Может, в этот самый первый раз, а может, в ближайшие дни, когда будет и второй раз, и третий, и четвертый, я в образе симпатичного веселого молодого блондина вылезаю из окна нашей квартиры на Фридрихштрассе, которое тотчас накрепко за мной закрывается, и я, с развевающимися волосами, в джинсах и голубой рубашке, стою на узком, опоясывающем дом карнизе, моим пальцам почти не за что уцепиться, но я, сантиметр за сантиметром, продвигаюсь влево, к балкону врача-ортопеда, а балкон этот мне, висящему, или висящей, над грохочущей Фридрихштрассе и, похоже, не замеченному, или не замеченной ни одной живой душою, представляется единственно мыслимой, хотя и невероятной возможностью спасения. Внезапно картина исчезает. Тот, кто сейчас так громко зовет меня по имени, никак не может быть моим спасителем, хотя, пожалуй, он все же меня освободил, а теперь вот и разбудить сумел, конечно, я его слышу, кричит-то он достаточно громко, придется мне наперекор свинцовой тяжести поднять веки, меж тем как он не переставая кричит на меня, спрашивает, слышу ли я его. Да, черт побери, слышу. Наконец мне удается легонько кивнуть головой, и ему этого, кажется, достаточно. Теперь я его вижу. Это один из хирургов, тот, который начисто отвергал сады, - высокий, русоволосый, со светло-голубыми глазами. - Она проснулась. Давайте еще подождем. - Так мы ведь и ждем, это второй голос, от окна. Дежурный пост, догадываюсь я. Зона третьего лица. - Промокните ей лицо, будьте добры. И губы смочите. Капельницу менять не пора?
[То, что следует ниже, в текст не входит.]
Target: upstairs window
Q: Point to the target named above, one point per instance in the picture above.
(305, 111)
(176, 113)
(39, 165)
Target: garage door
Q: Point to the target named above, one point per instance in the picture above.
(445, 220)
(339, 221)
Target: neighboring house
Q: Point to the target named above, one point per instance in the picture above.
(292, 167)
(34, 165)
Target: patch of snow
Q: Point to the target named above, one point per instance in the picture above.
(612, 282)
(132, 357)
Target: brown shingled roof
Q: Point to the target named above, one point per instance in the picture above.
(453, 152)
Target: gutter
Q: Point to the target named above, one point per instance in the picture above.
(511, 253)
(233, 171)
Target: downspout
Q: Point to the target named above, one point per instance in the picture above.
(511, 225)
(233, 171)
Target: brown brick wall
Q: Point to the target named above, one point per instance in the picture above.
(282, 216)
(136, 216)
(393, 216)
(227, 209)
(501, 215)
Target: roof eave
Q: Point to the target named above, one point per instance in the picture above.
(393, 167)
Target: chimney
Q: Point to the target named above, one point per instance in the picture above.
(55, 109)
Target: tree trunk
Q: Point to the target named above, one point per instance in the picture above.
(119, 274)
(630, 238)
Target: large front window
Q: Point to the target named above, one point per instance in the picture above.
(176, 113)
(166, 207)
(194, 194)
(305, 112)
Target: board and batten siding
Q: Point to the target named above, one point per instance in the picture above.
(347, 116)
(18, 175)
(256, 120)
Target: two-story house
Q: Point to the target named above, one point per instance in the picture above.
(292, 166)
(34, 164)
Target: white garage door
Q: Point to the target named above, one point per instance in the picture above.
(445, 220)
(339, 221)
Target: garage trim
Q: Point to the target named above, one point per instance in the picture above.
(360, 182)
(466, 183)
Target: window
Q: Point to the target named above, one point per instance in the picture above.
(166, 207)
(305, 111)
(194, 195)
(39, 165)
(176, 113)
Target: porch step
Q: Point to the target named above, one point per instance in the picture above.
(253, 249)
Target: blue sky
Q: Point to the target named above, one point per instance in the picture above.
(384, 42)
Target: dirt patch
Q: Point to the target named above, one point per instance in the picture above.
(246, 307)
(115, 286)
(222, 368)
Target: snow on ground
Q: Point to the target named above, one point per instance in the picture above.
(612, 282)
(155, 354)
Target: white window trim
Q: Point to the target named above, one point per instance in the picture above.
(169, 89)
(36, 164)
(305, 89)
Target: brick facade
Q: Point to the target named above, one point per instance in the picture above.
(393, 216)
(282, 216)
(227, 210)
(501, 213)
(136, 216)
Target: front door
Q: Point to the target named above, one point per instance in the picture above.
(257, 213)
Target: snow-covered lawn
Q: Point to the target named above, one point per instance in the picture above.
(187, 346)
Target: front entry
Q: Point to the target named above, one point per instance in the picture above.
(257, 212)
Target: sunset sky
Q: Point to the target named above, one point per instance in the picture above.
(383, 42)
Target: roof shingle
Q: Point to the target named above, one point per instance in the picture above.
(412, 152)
Я, молодой блондин на наружном карнизе, не приблизилась к балкону ни на миллиметр. Сейчас мне необходимо либо вновь уснуть, чего мне очень хочется, либо выйти из своего тела. А они, кажется, решили между собой не давать мне уснуть, пока я не скажу хоть одно слово, лучше всего - слово "да". - Вы проснулись? Пожалуйста, ответьте. - Только я и тот молодой человек на карнизе, только мы знаем, как глубоко слово иной раз бывает зарыто в телесном, какие преграды должен одолеть звук, прежде чем минует гортань и вместе с дыханием покинет рот. С хрипом и кашлем я что-то выдавливаю, при большом желании можно истолковать это как "да". Ну да, да, я проснулась, но бодрствовать не желаю, и тут они наконец разрешают мне вновь заснуть. Я мигом отправляюсь обратно на карниз, словно отныне это мое самое любимое место на свете, и опять вишу там, судорожно цепляясь за стену, заточенная в молодом и красивом мужском теле, которое, если беспристрастно оценить мое положение, обречено смерть. Шансы у него нулевые, говорит мне чей-то голос, я спрашиваю: У кого, у Урбана? - и слышу: У кого же еще. - Это Рената. Когда она так говорила со мной? Наверное, когда глухим голосом сказала по телефону: Они его не найдут... - Может, хочешь приехать? - спросила я, с сомнением, мы столько лет не виделись, примечательно, как люди в этой маленькой стране умеют обходить друг друга стороной. Она приехала. Отчужденность между нами не исчезла, разговор получился тягостный, но я выяснила, что после институтского собрания, где Урбана резко критиковали, он с виду спокойно прошел на стоянку к своей машине и уехал. В разговоре Рената обронила: Шансы у него были нулевые. Я поняла, но ничего не сказала. За доли секунды я все поняла, обо всем догадалась и осознала, что это и был его последний шанс - пропасть, пропасть навсегда. Я почувствовала, как во мне ожила давняя симпатия к ней, а к Урбану - что-то вроде злобы: надо же, причинить ей такое!